Cual vapor sombrío que se desprende de las nubes por la acción de un impetuoso viento abrasador, tal le parecía a Diomedes Tidida el broncíneo Ares cuando, cubierto de niebla, se dirigía al anchuroso cielo. El dios llegó en seguida al alto Olimpo, mansión de las deidades; se sentó, con el corazón afligido, al lado de Zeus Cronión, mostró la sangre inmortal que manaba de la herida, y suspirando dijo estas aladas palabras:
-¡Padre Zeus! ¿No te indignas al presenciar tan atroces hechos? Siempre los dioses hemos padecido males horribles que recíprocamente nos causamos para complacer a los hombres; pero todos estamos airados contigo, porque engendraste una hija loca, funesta, que sólo se ocupa en acciones inicuas. Cuantos dioses hay en el Olimpo, todos te obedecen y acatan; pero a ella no la sujetas con palabras ni con obras, sino que la instigas, por ser tú el padre de esa hija perniciosa que ha movido al insolente Diomedes, hijo de Tideo, a combatir, en su furia, con los inmortales dioses. Primero hirió de cerca a Cipris en el puño, y después, cual si fuese un dios, arremetió contra mí. Si no llegan a salvarme mis ligeros pies, hubiera tenido que sufrir padecimientos durante largo tiempo entre espantosos montones de cadáveres, o quedar inválido, aunque vivo, a causa de las heridas que me hiciera el bronce.

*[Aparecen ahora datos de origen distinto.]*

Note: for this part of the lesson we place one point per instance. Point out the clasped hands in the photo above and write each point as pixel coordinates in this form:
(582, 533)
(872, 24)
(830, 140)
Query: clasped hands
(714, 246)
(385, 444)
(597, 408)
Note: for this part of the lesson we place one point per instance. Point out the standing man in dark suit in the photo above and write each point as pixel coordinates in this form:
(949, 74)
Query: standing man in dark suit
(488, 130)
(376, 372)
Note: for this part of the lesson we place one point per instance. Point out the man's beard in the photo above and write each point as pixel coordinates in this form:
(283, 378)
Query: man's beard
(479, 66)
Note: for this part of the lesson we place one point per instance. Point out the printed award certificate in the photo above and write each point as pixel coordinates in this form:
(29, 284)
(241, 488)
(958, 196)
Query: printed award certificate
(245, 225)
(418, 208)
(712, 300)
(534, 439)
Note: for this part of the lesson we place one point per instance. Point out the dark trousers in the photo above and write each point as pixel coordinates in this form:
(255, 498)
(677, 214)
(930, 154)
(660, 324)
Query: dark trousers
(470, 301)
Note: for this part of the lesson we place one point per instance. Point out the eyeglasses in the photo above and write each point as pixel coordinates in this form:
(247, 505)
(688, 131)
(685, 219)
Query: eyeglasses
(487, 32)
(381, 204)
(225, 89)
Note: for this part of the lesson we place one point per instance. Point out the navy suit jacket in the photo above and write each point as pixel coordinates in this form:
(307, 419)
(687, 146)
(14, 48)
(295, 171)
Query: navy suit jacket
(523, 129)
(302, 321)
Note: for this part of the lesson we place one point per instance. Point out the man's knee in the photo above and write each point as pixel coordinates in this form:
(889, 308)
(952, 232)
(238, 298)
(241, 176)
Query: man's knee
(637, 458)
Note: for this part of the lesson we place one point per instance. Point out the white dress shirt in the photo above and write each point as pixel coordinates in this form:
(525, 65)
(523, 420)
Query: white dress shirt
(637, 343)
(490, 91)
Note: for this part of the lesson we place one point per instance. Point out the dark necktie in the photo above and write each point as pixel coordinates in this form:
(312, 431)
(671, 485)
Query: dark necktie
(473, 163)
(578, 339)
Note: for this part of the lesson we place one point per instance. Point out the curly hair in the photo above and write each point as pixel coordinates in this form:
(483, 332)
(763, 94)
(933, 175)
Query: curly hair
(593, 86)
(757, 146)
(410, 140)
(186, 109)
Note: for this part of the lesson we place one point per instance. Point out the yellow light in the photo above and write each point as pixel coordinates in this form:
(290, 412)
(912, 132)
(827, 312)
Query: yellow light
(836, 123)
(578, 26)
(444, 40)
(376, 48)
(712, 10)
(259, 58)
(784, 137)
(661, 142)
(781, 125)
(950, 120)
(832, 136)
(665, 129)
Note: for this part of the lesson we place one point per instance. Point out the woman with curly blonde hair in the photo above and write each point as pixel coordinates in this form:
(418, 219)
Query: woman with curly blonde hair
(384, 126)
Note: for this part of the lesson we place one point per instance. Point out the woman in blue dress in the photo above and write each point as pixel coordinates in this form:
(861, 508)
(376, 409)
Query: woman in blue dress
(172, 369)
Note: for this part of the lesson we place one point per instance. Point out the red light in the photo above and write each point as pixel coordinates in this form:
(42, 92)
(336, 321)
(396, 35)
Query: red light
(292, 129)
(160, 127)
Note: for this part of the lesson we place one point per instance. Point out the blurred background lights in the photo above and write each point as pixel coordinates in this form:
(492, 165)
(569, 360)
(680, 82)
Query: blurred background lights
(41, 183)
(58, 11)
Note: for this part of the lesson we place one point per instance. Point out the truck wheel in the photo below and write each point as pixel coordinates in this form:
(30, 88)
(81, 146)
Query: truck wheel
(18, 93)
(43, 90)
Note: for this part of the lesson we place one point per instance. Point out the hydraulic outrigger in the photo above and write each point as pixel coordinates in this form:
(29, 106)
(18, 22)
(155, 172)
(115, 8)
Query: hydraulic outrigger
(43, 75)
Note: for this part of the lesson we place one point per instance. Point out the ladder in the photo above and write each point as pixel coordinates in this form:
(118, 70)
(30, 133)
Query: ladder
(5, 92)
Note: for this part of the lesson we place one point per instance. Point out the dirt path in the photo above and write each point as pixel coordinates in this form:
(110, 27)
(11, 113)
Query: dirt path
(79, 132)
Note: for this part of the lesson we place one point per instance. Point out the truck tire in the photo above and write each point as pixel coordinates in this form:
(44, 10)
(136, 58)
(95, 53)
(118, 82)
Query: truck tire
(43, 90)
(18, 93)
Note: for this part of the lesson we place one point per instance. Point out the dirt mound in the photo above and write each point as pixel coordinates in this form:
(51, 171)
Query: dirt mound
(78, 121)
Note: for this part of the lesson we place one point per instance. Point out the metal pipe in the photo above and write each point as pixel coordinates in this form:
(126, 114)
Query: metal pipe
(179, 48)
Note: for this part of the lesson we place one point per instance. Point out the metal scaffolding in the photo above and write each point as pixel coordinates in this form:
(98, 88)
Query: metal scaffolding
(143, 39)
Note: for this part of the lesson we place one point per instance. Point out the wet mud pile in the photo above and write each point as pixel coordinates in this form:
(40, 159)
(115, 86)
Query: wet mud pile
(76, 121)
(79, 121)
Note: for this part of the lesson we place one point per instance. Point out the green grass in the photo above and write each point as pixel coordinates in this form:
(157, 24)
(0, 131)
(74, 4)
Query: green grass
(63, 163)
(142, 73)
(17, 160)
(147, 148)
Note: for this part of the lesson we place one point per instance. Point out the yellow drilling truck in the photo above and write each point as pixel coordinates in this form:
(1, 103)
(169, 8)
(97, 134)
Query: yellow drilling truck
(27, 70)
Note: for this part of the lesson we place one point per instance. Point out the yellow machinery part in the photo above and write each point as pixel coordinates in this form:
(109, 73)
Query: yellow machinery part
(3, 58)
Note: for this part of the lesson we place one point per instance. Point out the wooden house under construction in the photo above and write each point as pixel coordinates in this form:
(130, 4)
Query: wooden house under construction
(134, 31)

Mirándolo con torva faz, respondió Zeus, que amontona las nubes:
-¡Inconstante! No te lamentes, sentado junto a mí, pue me eres más odioso que ningún otro de los dioses del Olimpo. Siempre te han gustado las riñas, luchas y peleas, y tienes el espíritu soberbio, que nunca cede, de tu madre Hera a quien apenas puedo dominar con mis palabras. Creo que cuanto te ha ocurrido lo debes a sus consejos. Pero no permitiré que los dolores te atormenten, porque eres de mi linaje y para mí te parió tu madre. Si, siendo tan perverso hubieses nacido de algún otro dios, tiempo ha que estaría en un abismo más profundo que el de los hijos de Urano
Dijo, y mandó a Peón que lo curara. Éste lo sanó, aplicándole drogas calmantes; que nada mortal en él había. Como el jugo cuaja la blanca y líquida leche cuando se le mueve rápidamente con ella, con igual presteza curó aquél al furibundo Ares, a quien Hebe lavó y puso lindas vestiduras. Y el dios se sentó al lado de Zeus Cronión, ufano de s gloria.
Hera argiva y Atenea alalcomenia regresaron también al palacio del gran Zeus, cuando hubieron conseguido que Ares, funesto a los mortales, de matar hombres se abstuviera.